Now it’s time to make some simple models. In this post I’m going to make a gbm, neural net, glm and a random forest without any tuning. The first time I tried this I left the variables District and Town in there and that was a mistake. These had between them over 1200 levels which meant that even on a month’s worth of data and what I thought was a powerful AWS machine nothing had really happened after 6 hours.
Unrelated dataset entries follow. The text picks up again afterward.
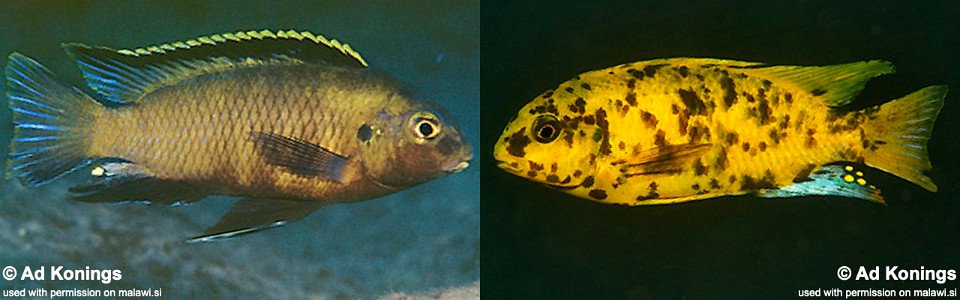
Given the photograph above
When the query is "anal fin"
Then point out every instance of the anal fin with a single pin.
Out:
(129, 182)
(252, 215)
(829, 180)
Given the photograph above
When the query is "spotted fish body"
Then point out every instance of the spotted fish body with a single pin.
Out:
(290, 120)
(676, 130)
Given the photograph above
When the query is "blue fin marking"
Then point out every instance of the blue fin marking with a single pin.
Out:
(48, 141)
(827, 181)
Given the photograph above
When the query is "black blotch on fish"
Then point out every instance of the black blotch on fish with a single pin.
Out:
(722, 162)
(660, 139)
(649, 119)
(651, 192)
(518, 143)
(364, 133)
(766, 182)
(447, 145)
(764, 110)
(547, 94)
(729, 90)
(774, 136)
(732, 138)
(631, 99)
(553, 178)
(652, 69)
(714, 184)
(694, 105)
(698, 168)
(636, 74)
(683, 71)
(804, 174)
(604, 128)
(535, 166)
(587, 181)
(598, 194)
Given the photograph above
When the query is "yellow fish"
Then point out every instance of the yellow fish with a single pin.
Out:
(683, 129)
(290, 120)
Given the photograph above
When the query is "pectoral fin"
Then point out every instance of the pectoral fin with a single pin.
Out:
(669, 159)
(299, 157)
(255, 214)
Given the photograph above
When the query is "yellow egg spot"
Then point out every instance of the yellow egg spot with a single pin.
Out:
(848, 178)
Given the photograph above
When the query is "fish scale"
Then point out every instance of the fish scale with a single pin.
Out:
(289, 120)
(676, 130)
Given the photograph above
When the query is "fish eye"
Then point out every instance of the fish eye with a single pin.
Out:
(546, 129)
(425, 126)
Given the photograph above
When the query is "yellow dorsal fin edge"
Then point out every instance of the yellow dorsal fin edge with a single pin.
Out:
(241, 36)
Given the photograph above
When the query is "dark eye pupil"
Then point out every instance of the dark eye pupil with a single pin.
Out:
(546, 132)
(425, 129)
(547, 129)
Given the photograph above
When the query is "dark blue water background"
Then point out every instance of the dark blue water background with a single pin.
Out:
(541, 243)
(422, 239)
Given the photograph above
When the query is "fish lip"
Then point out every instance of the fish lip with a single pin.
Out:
(457, 166)
(505, 166)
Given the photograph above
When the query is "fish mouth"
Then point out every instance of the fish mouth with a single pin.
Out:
(457, 165)
(506, 166)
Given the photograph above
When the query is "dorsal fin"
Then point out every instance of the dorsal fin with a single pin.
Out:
(835, 85)
(123, 76)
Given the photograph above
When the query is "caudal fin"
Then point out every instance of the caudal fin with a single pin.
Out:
(899, 135)
(51, 123)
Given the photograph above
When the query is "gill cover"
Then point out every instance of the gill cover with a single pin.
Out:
(406, 147)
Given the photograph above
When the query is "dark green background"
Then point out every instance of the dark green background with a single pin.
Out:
(541, 243)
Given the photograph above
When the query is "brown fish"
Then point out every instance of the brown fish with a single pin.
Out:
(288, 119)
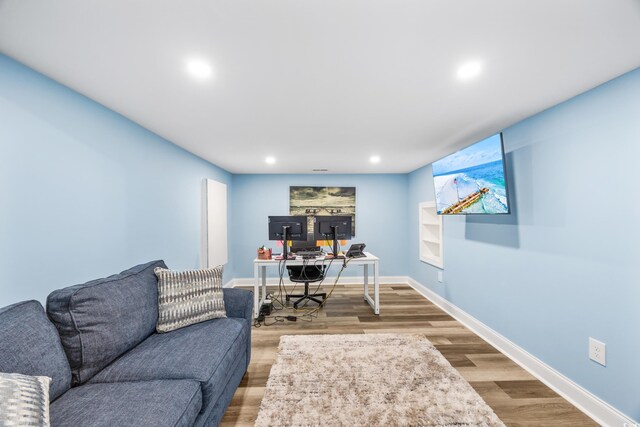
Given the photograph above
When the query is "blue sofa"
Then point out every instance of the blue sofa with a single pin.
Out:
(97, 342)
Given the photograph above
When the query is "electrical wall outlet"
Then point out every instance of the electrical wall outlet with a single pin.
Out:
(598, 351)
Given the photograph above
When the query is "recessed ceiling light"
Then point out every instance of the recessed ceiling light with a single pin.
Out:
(469, 70)
(199, 69)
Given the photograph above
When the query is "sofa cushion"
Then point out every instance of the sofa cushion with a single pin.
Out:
(207, 352)
(24, 400)
(152, 403)
(188, 297)
(100, 320)
(30, 345)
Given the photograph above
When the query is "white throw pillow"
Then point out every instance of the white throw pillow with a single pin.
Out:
(24, 400)
(188, 297)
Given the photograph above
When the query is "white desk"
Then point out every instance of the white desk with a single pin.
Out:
(260, 277)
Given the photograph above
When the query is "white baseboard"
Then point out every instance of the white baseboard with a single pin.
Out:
(329, 280)
(594, 407)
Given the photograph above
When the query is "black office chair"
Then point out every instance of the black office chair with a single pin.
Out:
(306, 274)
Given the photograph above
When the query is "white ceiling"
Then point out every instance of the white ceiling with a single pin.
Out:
(325, 83)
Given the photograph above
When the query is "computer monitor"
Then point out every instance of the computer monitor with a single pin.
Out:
(332, 228)
(287, 228)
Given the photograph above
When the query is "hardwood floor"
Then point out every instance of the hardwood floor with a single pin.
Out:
(515, 396)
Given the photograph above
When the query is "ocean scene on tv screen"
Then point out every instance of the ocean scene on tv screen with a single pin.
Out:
(472, 180)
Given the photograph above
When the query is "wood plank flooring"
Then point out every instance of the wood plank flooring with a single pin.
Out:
(516, 397)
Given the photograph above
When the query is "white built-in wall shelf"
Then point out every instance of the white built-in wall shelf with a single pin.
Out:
(430, 234)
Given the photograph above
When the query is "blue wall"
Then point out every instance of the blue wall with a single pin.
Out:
(85, 192)
(381, 202)
(559, 269)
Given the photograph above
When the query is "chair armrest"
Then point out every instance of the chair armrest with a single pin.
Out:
(238, 303)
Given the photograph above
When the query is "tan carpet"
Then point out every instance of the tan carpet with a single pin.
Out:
(368, 380)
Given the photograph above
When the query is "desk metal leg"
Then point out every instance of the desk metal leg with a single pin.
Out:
(376, 288)
(264, 284)
(256, 289)
(366, 280)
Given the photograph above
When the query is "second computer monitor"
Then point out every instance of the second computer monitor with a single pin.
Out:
(288, 228)
(332, 228)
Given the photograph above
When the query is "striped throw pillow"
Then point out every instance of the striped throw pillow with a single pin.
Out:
(24, 400)
(188, 297)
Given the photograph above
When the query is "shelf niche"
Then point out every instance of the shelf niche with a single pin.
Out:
(430, 234)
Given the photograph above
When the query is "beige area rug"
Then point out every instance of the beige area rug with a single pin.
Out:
(368, 380)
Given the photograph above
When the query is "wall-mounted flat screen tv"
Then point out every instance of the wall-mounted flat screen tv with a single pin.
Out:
(472, 181)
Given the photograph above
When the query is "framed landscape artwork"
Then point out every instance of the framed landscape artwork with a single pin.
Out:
(323, 201)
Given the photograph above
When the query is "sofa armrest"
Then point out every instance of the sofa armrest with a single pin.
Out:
(239, 303)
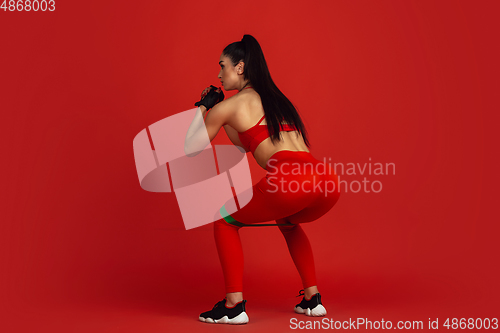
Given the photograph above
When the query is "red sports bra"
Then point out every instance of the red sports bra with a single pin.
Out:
(253, 136)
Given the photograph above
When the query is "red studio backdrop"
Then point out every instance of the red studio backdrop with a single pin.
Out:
(408, 84)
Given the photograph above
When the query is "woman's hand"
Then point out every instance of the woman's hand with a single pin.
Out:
(210, 96)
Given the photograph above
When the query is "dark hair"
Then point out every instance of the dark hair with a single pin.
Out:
(276, 106)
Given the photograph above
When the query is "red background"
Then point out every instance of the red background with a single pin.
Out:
(415, 83)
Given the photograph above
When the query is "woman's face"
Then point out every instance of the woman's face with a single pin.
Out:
(228, 75)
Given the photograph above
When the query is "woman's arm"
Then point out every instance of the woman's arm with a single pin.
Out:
(202, 132)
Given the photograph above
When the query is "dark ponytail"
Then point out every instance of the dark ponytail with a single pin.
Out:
(277, 107)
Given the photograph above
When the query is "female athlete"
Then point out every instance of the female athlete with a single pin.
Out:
(261, 120)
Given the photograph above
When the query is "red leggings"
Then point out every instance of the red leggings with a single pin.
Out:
(296, 189)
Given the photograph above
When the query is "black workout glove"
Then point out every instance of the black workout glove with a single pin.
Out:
(214, 96)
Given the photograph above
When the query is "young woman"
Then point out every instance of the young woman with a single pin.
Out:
(261, 120)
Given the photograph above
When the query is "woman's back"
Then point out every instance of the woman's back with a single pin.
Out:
(248, 110)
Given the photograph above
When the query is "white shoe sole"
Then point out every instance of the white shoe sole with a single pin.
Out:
(240, 319)
(318, 311)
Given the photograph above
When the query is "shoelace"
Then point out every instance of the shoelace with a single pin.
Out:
(301, 293)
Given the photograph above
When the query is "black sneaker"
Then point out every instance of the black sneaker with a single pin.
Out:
(312, 307)
(220, 314)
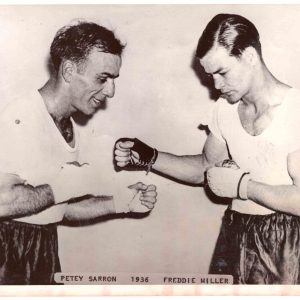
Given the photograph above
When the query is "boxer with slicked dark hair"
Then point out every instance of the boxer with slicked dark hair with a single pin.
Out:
(252, 155)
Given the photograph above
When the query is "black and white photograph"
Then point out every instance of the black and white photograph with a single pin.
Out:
(154, 147)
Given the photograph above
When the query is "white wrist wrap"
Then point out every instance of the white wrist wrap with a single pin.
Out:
(243, 185)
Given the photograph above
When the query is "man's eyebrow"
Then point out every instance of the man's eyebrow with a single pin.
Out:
(108, 75)
(218, 71)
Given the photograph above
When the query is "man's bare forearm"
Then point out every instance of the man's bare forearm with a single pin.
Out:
(187, 168)
(23, 200)
(90, 208)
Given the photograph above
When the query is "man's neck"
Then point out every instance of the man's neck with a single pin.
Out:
(58, 108)
(266, 91)
(56, 101)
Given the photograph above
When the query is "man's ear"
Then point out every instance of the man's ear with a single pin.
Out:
(250, 55)
(67, 70)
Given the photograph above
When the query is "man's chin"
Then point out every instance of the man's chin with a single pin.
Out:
(230, 98)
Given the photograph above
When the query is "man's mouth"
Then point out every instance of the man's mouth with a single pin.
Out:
(97, 101)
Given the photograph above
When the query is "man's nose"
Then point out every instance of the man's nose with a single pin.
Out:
(218, 82)
(109, 89)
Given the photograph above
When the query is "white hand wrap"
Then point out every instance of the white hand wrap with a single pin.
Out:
(131, 203)
(227, 182)
(71, 182)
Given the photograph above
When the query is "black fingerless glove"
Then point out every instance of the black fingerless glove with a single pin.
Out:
(147, 155)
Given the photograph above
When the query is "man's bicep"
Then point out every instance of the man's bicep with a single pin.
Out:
(214, 150)
(294, 167)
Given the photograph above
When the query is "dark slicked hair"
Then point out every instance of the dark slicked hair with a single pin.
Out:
(233, 32)
(75, 42)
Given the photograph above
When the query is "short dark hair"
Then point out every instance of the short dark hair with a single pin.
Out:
(75, 42)
(234, 32)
So the models below don’t have these variables included.

#Factors for the model outcomeName<-'FiveHundredPlus' predictors<-colnames(trainSet)[!(colnames(trainSet) %in% c("Price", "FiveHundredPlus"))] #Try applying some models model_gbm<-train(trainSet[,predictors],trainSet[,outcomeName],method='gbm') model_rf<-train(trainSet[,predictors],trainSet[,outcomeName],method='rf') model_nnet<-train(trainSet[,predictors],trainSet[,outcomeName],method='nnet') model_glm<-train(trainSet[,predictors],trainSet[,outcomeName],method='glm')

### 5 – Test the models

I tested the models using the same methods as in my previous post on where I made decision trees. How do these new, albeit without any tuning, compare to the decision trees?

From the last post:

Model | Accuracy | AUC |

Decision Tree 1 | 0.920 | 0.722 |

Decision Tree 2 | 0.920 | 0.722 |

Decision Tree 3 | 0.920 | 0.729 |

Decision Tree 4 | 0.920 | 0.850 |

Decision Tree 5 | 0.920 | 0.867 |

From the new models (smaller training and test datasets so not strictly a good comparison):

Model | Accuracy | AUC |

GBM | 0.919 | 0.870 |

Random Forest | 0.920 | 0.613 |

Neural Net | 0.919 | 0.879 |

GLM | 0.919 | 0.875 |

ROC Curves (I can’t work out how to put a legend on):

Something odd is clearly going on with the random forest but the other three are fairly similar.

6 – Improvements

The aim of this post was to get an output, not make a good model. The next task will be to do just that. How can I input better variables? How can I tune the models? What is the best model for this job?